3. Growth potential for finance companies that leverage today’s economic and consumer trends 

Even with rising delinquencies and flat vehicle sales, vice president of specialty services Brien Joyce pointed out that economic indicators continue to be strong.

“As more consumers delayed making their next vehicle purchase in 2017, the pent-up demand will begin to unfurl in 2018 — especially as SUVs hit the market,” Joyce said. “With this in mind, there is growth potential for the auto lending environment in 2018.

“To get in front of more consumers, we’ll see lenders increasing their direct-to-consumer auto lending marketing spend. They’ll also shore up their dealership relationships by buying more aggressively when possible, scheduling ongoing in-dealership meetings at least once a week, and reviewing profit metrics with dealership leadership once a quarter,” he continued.

“In addition, lenders will evaluate other solutions to both protect their loan portfolios and enhance their market differentiation for consumer protection products,” Joyce added.

4. Growth challenges continue for powersports dealers.

Vice president of powersports Glenice Wilder acknowledged the powersports industry saw similar challenges as the automotive industry in 2017.

“Unit volume did not hit projections and we’re seeing more dealers sell inventory at or below costs just to keep it moving. To recoup this lost profit margin in 2018, dealers will be evaluating how to drive as much traffic their way as possible, and how to increase customer retention,” Wilder said.

“We will see more powersports dealers use F&I products to meet both goals,” Wilder continued. “They’ll focus their product menus and pay plans around those products that differentiate them in their given market and encourage repeat business in the service bay.

“In addition, consumer demand for pre-owned inventory will continue to be higher than demand for new, as consumers are still wary of an uncertain economy. For this reason, dealers will utilize strategic CPO programs to differentiate themselves and increase their back-end profit,” Wilder went on to say.

5. More proactive reinsurance positions ahead.

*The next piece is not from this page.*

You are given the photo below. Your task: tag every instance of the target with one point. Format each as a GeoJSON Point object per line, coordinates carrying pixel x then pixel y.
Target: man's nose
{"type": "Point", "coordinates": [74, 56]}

Rick Christensen, vice president of product development noted that Hurricanes Harvey, Irma and Maria, along with the California fires, have taken a toll on dealer reinsurance positions. Right now, Christensen indicated dealers are still working to understand how much these catastrophic events undermined their positions.

“In 2018, they will need to apply the lessons learned from 2017 to rebuild and better insulate their positions for the future,” he said. “One of the biggest takeaways from 2017 is that when a dealer decides to take part in a reinsurance position, they are acting as an insurance provider.

“Yes, reinsurance is a wealth management tool, but the key word in reinsurance is ‘insurance.’ With reinsurance, dealers are insuring that they will cover the risk of an adverse event,” Christensen continued. “In the case of GAP, they are insuring against a total loss. Unlike service contracts, GAP losses are impacted by both single event losses, such as vehicle theft, and catastrophic losses, wherein one event i.e., ‘Harvey’ results in a significant number of total losses. With reinsurance companies, there will always be claims and dealers need to be prepared to take losses, including catastrophic losses, based on the makeup of their portfolio. 

“As far as the immediate need of recouping losses from 2017 GAP claims, dealers need to take a long-term approach. If dealers try to recover the entire amount in 2018, the necessary price increase for product sales may price them out of the market,” he added.

Christensen closed with a recommendation so dealers can handle this challenge.

“A better approach will be to plan to recover the amount lost over a span of three to five years, so as to stay competitive with product pricing,” he said. “In addition, dealers need to re-evaluate how they buffer against future catastrophic events. The best way to do this is to understand your market and the likelihood of a catastrophic event, then price F&I products accordingly.

“For example, dealers operating in areas where hurricanes occur frequently should have higher F&I prices than those who operate in areas where there is little chance for a natural disaster,” Christensen went on to say.